Voici mes premières images de l’année de ce beau migrateur : la Pie-grièche écorcheur Lanius collurio. Celui-ci est un mâle. J’ai eu beau en rechercher les jours suivants, je n’ai rien vu. Peut-être était-ce le premier, d’autres suivront. Ils reviennent tout de même du Kenya, ce qui fait un bout de chemin.

Les Corneilles noires Corvus corone, après avoir manifesté leur territorialité sur les toits des bâtiments, sont allées monter la garde dans un cerisier bien garni. Pour le propriétaire, il n’y aura certainement plus de quoi faire un clafoutis.

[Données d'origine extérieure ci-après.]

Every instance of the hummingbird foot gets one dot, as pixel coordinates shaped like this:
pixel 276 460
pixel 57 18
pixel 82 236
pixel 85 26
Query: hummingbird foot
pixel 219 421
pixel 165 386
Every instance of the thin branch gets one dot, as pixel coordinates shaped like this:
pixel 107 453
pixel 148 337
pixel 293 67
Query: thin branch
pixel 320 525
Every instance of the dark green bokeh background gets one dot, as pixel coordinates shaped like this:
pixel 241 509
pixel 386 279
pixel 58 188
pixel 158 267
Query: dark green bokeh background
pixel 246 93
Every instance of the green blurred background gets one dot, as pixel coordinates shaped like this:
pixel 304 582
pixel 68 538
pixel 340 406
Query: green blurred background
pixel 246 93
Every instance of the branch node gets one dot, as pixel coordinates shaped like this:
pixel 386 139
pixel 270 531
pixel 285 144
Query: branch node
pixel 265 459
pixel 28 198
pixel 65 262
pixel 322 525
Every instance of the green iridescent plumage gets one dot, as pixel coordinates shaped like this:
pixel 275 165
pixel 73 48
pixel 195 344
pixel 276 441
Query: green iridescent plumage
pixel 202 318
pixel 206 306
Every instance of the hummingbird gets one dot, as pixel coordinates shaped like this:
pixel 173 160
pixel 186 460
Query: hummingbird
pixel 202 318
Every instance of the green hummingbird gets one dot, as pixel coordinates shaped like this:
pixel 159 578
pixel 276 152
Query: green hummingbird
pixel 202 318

Je continue à me régaler de la présence des Milans noirs Milvus migrans

… d’autant plus que je peux bien observer un nid. Un adulte monte la garde, pour éviter d’éventuelles attaques de Grand corbeau. Il y a maintenant un angle d’approche qui permet de bien voir les têtes des deux poussins. Comme souvent l’un d’eux est plus robuste. Ce sont des oisillons silencieux, s’ils ont le bec ouvert et la langue sortie, c’est pour réguler la température, comme les chiens.

Cette loge de Pic épeiche Dendrocopos major m’a demandé pas mal d’efforts. Le jeune oisillon au fond de son trou appelle en continu, sans reprendre respiration. Il ne cesse que pendant la becquée et quelques minutes après. Mais c’est un son difficile à localiser, qui se répercute entre les arbres. Il faut donc attendre plusieurs passages des adultes, qui traversent le feuillage à la vitesse de l’éclair, pour finir par trouver LE trou dans l’arbre. Ensuite il faut attendre, sous camouflage, le retour d’un des parents, cette fois-ci le mâle, pour une nouvelle becquée.

C’est un phénomène aussi saisonnier que les nids : l’essaimage des abeilles. Un groupe quitte la ruche avec une reine pour tenter de s’installer ailleurs. Le groupe vrombissant s’arrête parfois dans des buissons, comme ici en formant une grappe, avant de reprendre sa quête d’un meilleur emplacement.